Simon Ehammer und Angelica Moser müssen den Frust verdauen
Simon Ehammer und Angelica Moser verpassen an der WM in Tokio die angepeilte Medaille. Der Appenzeller trotz einer Top-Leistung, die Zürcherin nach einem missglückten Wettkampf.
"Im Moment ist es unglaublich hart. Bei Olympia schon Vierter, damals fehlten immerhin 14 cm. Jetzt nur deren drei. Es tut einfach weh. Das Wettkampf-Glück ist momentan nicht auf meiner Seite", sagte der 25-jährige Ehammer.
Es gab in Tokio nur eine Handvoll Weitspringer, die das Potenzial für einen Ausreisser nach oben haben. Ehammer ist einer davon, und er lieferte auch. 8,30 cm sind Weltklasse, erst zum zehnten Mal in seiner Karriere überflog er diese Marke.
Ehammer hatte, dass sei erwähnt, das Wettkampf-Glück auch schon auf seiner Seite gehabt, als er an der WM 2022 in Eugene im Zentimeter-Krimi mit 8,16 m Bronze gewann. Und für ihn ist im Gegensatz zu anderen Enttäuschten von Tokio die Saison noch nicht zu Ende. Er startet am Wochenende zum Zehnkampf, erneut als Medaillenanwärter.
"Im Moment ist es schwierig, positive Sachen zu finden, weil der Frust so gross ist", sagte er. "Ich habe visualisiert, dass ich im Zehnkampf bereits mit einer Medaille im Gepäck an den Start gehen werde und es befreit geniessen kann." Den Galgenhumor fand er aber dann doch noch: "Jetzt hoffe ich einfach, dass ich im Zehnkampf nicht weiter als 8,33 cm springe."

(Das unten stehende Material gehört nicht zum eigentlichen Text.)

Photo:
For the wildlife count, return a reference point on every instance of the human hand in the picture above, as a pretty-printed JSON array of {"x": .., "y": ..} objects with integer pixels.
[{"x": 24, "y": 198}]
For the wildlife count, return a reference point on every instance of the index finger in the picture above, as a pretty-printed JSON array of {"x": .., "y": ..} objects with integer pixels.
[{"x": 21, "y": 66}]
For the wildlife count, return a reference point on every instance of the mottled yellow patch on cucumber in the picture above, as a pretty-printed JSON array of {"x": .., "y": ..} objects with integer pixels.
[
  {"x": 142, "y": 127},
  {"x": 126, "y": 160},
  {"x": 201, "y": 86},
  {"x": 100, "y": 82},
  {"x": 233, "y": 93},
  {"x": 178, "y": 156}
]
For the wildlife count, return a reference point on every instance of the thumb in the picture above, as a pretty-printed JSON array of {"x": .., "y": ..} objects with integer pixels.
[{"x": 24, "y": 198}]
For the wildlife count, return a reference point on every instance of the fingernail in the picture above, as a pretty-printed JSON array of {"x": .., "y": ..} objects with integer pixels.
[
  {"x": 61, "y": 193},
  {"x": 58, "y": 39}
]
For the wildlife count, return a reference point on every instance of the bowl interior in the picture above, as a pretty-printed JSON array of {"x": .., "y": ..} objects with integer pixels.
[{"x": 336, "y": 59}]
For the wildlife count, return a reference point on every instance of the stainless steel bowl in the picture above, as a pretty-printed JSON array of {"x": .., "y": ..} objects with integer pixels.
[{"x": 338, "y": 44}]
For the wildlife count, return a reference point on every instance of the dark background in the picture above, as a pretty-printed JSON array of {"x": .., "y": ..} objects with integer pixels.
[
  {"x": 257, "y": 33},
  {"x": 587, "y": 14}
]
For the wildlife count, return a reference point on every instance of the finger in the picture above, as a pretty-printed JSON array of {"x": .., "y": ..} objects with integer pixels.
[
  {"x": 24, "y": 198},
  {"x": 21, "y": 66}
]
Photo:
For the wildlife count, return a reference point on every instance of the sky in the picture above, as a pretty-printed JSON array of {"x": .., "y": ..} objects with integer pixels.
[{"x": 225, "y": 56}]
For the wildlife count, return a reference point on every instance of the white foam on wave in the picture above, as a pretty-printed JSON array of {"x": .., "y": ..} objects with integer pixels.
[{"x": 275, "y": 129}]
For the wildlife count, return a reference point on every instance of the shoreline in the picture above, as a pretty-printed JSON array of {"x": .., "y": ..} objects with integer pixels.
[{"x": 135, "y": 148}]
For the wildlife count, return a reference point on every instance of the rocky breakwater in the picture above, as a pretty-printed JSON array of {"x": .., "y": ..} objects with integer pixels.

Frustriert schlenderte Angelica Moser durch den Stadionbauch. Sie haderte allerdings nicht mit dem Wettkampf-Pech, sondern mit ihrer Leistung. An was es genau lag, wusste sie nicht ."Die Sprünge waren eigentlich hoch genug", meinte sie. "Vor zwei Jahren stand ich an der WM in Budapest als Fünfte zufrieden da. Jetzt bin ich Fünfte und total frustriert. Das zeigt wenigstens, dass ich mich in dieser Zeit verbessert habe."
Ganz aus heiterem Himmel kam die mässige Vorstellung der 27-Jährigen nicht. Zwar gewann Angelica Moser Ende März an den Hallen-Weltmeisterschaften in Nanjing Bronze, nachdem sie zwei Wochen zuvor in Apeldoorn zum zweiten Mal Indoor-Europameisterin geworden war. Aber in den Monat März fällt auch die Fussverletzung, welche die Trainingsplanung für die Sommersaison über den Haufen warf.
Ihr Coach Adrian Rothenbühler wollte neben der Schulung des Anlaufs den Fokus auf die Energieübertragung beim Stabeinstich legen. "Dort kann viel Energie vernichtet werden", betont der Emmentaler. Da seine Athletin nicht zu den Schnellsten beim Anlauf zähle, sei es umso wichtiger, dass sie das volle Katapult-Potenzial nutze. Angelica Moser sei dank ihrem kräftigen Oberkörper eine der Besten in diesem Bereich. "Sie kann im Idealfall dank ihrer turnerischen Fähigkeiten sogar Energie gewinnen am Stab."
Diese Fähigkeit macht die Schweizerin erst zur Medaillenkandidatin, denn mit ihrem Anlauf-Speed wäre sie für Podestplätze nicht konkurrenzfähig. Die Fussverletzung, einige Wettkämpfe im Frühsommer, die Rothenbühler lieber gestrichen hätte, oder auch die Masterarbeit für das Betriebswirtschafts-Studium führten letztlich dazu, dass die Stabhochspringerin weniger trainieren konnte als vorgesehen. Für Tokio stand deshalb doch wieder die Stabilisation und Schnelligkeit des Anlaufs im Vordergrund, eine Voraussetzung, um wieder härtere Stäbe zu nehmen, die höhere Sprünge ermöglichen.
"Ich bin gleich schnell wie an den Olympischen Spielen in Paris", sagte die Athletin zur Ausgangslage. Der Speed war da, die Form auch." Vielleicht habe ihr wegen der Pausen die Wettkampfhärte gefehlt.
Mit Speerwerfer Simon Wieland trat schliesslich doch noch ein "Gescheiterter" zufrieden vors Mikrofon. Schweizer Rekord am Grossanlass, was will man noch mehr? "Die Qualifikation für den Final und dann dort nochmals Schweizer Rekord", entgegnete der Berner.